Is “Trust” a consideration in designing and implementing internal controls?

When I am working on evaluating, designing and implementing internal controls and accounting procedures within client organizations to minimize the risk of employee theft and embezzlement, I am frequently asked why certain measures are needed, given that a certain individual works within a position.  The individual is often described as a long-term, honest, loyal, dedicated and trustworthy employee who would never steal, let alone do anything else harmful to the organization.  The human element.

My response has always been the same.

1) Internal controls and accounting procedures should be objective, not subjective, and should look at the positions and opportunities rather than the individuals who fill those positions.  What does each position entail, what are their duties and responsibilities, and what opportunities exist within each position are key elements to the assessment?  Who presently fills each position, how long have they worked there, and attributes about them as a person and their background are not part of the evaluation (unless we are also measuring competence, capacity, efficiencies and/or other separate objectives simultaneous to assessing the strength of the internal controls).

2) Organizations do rely upon trust.  And they should.  Not the “trust that an employees will not steal”, but rather “trust the employees will consistently adhere to the established controls, policies and procedures” every time.  Internal controls always include measures to ensure that happens (compliance).  “Trust, but Verify” – in the words of the late Ronald Reagan.
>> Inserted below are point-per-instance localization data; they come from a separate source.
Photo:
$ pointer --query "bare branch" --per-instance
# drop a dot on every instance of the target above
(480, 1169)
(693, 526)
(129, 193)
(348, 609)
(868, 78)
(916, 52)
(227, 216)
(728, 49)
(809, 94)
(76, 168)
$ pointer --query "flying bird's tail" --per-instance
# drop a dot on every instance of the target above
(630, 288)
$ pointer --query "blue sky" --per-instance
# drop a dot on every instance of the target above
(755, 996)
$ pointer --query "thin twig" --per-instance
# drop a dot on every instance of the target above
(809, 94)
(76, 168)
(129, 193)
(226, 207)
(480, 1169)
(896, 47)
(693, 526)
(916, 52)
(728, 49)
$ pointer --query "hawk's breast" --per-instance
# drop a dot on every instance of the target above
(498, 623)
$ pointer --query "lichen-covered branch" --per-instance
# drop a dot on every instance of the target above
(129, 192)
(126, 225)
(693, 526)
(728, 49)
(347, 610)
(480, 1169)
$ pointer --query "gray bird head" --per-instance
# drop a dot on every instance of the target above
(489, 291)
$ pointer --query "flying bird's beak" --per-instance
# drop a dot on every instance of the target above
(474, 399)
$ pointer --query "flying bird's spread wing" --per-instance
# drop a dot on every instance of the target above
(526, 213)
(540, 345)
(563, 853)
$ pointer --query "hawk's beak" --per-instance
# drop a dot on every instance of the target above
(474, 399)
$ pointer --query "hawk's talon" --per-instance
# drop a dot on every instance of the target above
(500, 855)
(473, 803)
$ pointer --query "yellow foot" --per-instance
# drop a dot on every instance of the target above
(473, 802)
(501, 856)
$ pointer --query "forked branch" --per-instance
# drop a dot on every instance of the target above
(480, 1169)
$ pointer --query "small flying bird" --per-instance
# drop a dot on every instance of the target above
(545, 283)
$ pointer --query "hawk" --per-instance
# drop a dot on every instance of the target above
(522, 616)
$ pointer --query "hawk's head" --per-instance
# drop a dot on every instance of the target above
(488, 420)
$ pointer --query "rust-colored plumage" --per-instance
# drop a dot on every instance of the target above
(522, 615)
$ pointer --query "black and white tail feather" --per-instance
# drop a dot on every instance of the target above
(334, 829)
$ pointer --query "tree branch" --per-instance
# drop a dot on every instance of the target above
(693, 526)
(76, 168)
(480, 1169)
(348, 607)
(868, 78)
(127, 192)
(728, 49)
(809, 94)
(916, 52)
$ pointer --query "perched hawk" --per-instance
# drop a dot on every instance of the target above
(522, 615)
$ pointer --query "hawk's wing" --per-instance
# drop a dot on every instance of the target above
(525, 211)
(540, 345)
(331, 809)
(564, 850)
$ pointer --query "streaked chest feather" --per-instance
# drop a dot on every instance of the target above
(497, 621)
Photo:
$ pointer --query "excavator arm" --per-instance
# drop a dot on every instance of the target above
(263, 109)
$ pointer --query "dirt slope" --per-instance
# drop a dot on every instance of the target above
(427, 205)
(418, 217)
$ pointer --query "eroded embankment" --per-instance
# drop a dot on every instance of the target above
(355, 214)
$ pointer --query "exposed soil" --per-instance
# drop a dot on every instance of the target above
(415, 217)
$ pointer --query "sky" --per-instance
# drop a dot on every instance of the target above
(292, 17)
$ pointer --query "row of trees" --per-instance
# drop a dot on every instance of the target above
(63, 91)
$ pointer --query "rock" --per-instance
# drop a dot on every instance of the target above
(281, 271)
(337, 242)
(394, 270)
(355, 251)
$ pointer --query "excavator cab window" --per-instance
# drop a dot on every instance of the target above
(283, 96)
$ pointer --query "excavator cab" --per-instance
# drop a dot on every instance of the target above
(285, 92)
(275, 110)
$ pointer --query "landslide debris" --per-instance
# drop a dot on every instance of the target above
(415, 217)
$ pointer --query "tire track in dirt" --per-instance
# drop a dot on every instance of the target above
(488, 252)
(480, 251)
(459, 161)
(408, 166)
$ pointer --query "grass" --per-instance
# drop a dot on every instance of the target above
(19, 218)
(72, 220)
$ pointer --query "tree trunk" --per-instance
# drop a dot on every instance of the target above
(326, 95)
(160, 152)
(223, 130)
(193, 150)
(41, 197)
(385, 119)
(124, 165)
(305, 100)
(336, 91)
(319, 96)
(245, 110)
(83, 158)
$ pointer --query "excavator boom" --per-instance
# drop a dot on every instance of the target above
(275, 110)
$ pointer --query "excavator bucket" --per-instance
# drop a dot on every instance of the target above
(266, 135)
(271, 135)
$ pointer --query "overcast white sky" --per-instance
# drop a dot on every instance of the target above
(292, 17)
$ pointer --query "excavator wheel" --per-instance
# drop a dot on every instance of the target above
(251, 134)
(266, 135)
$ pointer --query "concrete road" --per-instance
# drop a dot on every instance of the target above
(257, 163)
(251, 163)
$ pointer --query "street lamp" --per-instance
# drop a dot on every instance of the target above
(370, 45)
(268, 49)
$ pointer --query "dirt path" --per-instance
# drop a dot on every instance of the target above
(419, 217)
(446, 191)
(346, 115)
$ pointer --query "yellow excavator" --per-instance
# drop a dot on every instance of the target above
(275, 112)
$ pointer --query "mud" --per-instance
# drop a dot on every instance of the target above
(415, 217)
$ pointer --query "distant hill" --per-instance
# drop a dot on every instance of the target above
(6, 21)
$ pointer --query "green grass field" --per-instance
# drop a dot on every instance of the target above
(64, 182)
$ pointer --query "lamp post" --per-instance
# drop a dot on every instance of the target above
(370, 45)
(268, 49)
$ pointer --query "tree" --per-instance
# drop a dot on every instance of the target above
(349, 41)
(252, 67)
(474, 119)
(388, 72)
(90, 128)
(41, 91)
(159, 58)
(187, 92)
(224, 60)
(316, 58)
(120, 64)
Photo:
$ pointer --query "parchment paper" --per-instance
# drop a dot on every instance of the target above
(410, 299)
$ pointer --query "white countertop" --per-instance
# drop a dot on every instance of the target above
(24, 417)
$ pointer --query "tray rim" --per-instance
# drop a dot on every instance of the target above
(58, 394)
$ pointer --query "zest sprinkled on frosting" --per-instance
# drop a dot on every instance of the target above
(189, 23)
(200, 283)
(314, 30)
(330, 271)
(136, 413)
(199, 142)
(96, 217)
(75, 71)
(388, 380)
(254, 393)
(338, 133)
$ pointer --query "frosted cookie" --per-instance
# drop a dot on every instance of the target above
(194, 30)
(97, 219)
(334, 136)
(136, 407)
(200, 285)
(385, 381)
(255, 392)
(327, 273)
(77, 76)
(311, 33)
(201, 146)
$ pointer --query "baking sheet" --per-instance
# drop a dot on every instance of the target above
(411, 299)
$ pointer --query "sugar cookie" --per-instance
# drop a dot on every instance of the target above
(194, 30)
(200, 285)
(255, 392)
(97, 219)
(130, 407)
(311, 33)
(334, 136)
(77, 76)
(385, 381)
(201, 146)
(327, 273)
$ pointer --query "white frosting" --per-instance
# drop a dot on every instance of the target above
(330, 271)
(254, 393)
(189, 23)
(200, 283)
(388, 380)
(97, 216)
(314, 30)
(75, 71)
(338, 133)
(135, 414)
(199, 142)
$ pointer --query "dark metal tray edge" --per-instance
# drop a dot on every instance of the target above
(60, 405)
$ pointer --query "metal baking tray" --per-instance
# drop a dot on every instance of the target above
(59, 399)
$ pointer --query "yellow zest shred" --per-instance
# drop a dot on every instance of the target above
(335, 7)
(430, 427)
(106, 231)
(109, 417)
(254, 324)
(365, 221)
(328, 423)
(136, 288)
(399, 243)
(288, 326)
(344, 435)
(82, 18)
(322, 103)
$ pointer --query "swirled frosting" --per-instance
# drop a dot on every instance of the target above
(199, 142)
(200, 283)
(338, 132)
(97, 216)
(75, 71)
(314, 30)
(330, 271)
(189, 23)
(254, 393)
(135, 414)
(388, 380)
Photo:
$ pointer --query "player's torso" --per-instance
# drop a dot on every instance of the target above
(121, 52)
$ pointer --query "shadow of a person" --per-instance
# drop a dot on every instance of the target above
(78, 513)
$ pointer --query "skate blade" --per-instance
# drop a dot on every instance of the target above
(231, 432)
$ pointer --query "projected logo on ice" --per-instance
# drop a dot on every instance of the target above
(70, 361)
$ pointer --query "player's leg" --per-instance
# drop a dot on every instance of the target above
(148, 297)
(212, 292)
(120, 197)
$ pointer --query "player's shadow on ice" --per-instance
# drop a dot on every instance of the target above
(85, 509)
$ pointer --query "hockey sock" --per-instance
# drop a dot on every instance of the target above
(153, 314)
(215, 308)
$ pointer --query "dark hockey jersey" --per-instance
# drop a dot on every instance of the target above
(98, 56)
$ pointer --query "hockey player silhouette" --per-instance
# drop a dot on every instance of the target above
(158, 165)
3) The individual often described as the most honest, loyal, dedicated, trustworthy person ironically is almost always the very same person who has embezzled funds, lots of funds, over a long time, operating below the radar screen of suspicions, because they were perceived as honest, loyal, dedicated, trustworthy… and therefore provided too much latitude and opportunity.

Employers expect to “trust” their employees.  For example, employers trust that:

– their employees will devote all their efforts towards their employer;

– their employees will honor and adhere to all policies and procedures of the organization, regardless of whether they are satisfied with their employment and current situation, or not;

– their employees will keep all information learned through their employment confidential, only to be used within the contexts of their employment (and not steal or share customer or client lists, vendor profiles and histories, employee listings, competitive bidding information, pricing and price lists, trade secrets and other confidential and proprietary information)

– their employees will do what they are supposed to do, all the time, and not just when someone is watching over them

But one area that employers should not “trust” their employees is with internal controls over the financial aspects of the organization.  Measures are always needed to safeguard assets, segregate duties, create checks and balances, identify procedures to prevent things from happening, and implement procedures to detect things early on when they do happen (prevent what can be prevented, and detect everything else as early as possible).